La presión crecía a cada paso y lo único que teníamos en mente era que algo sucedería, era lo que esperábamos, un suceso que hiciera realidad todo lo que nos decían sobre un mundo oscuro y agazapado debajo de la tierra, un espacio donde solo los contradictorios de las leyes y de los dioses pueden estar, un galimatías frente a nuestros ojos. Citando a un poeta santandereano que, quizás haya escrito nuestros deseos antes de vivirlos, Gaitán Durán, diré que lo que anhelábamos era, ser “lo que no se repite ni ha apelado jamás ante los dioses”.

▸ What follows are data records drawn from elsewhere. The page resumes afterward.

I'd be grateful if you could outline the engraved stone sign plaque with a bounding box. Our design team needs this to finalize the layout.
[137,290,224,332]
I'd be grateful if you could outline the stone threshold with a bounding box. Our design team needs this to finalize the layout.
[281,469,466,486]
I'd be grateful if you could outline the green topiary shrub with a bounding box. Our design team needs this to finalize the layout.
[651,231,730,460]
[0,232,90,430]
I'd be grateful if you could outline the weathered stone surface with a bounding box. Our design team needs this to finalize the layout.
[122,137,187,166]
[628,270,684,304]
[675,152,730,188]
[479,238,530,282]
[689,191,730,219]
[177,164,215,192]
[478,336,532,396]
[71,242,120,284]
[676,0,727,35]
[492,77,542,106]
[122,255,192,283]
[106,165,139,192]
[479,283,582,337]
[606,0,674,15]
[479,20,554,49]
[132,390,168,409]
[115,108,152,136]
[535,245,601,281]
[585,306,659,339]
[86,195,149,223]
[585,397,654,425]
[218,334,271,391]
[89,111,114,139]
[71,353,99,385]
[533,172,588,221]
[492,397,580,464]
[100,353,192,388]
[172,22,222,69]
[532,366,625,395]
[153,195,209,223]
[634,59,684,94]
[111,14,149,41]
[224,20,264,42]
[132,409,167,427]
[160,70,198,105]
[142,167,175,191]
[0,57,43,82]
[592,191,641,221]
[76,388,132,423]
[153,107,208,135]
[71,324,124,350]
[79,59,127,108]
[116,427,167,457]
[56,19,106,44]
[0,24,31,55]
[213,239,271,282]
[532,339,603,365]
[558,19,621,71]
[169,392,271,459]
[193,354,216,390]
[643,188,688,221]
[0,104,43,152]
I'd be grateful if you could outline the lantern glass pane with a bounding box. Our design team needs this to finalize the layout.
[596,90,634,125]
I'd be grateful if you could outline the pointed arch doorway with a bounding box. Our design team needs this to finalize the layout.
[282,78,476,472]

El viento soplaba fuerte retumbando en nuestros dientes titiritantes de miedo, ansiedad y frío. Pasamos los ojos sin expresión de la virgen, caminamos lentamente sintiendo el golpe de las hojas, alejándonos de las risas del auditorio, adentrándonos cada vez más en la oscuridad, escabulléndonos despacio, sintiendo, disfrutando el terror, sintiendo de repente que algo te sigue las espaldas y desata una risa nerviosa, helada y contradictoria. Las ventanas sonaban con el viento de la noche y los arbustos tomaban formas extrañas, recuerdo que empezamos a disvariar y a jugar con nuestros sentidos, hacia donde mirábamos veíamos sombras pasar a toda velocidad, nuestra mente se retorcía mientras temblábamos y nuestros oídos escuchaban frases como -¿no siente? hay un duende siguiéndonos desde que pasamos la virgen, son muy rápidos, pero ...mírelo, está detrás de las matas, vamos... -los salones de dibujo nunca me habían parecido tan grandes, los árboles alrededor parecía brazos que en cualquier momento se abalanzarían contra nosotros, nuestros oídos seguían repitiendo la idea del duende -nos sigue -yo solo pensaba, que en el momento en que alguno de nosotros emitiera el más leve grito o señal de retirada, si uno de nosotros pensaba retirarse, todos saldríamos corriendo y gritando. El grito estaba estancado, teníamos terror, pero no podíamos gritar, nos hubiesen descubierto, hubiesen penalizdo a la pastoral y hubiésemos quedado como miedosos. El momento casi llega, cuando alcanzamos el último de los salones, unos pasos antes de llegar al costado izquierdo, sabíamos que allí, habían escritas algunas aberraciones, de un rojo intenso, craneos, esperpentos, cuerpos, símbolos, sugestiones... fue algo inmaculado para los sentidos. Solos, en contra de lo correcto, valientes, temblando, viendo sin ver, rodeados de malezas altas, de la noche oscura, de nada en realidad, y de todo en nuestras mentes. Jamás preguntamos más allá de la cuenta, no supimos quiénes hacían ese tipo de gráficos, ni con qué fin, diré simplemente que si querían crear un ambiente para hacer experimentar miedo a un grupo de adolscentes sin más oficio, funciona sin duda, como también funcionó para depertar mi gusto por la buena literatura.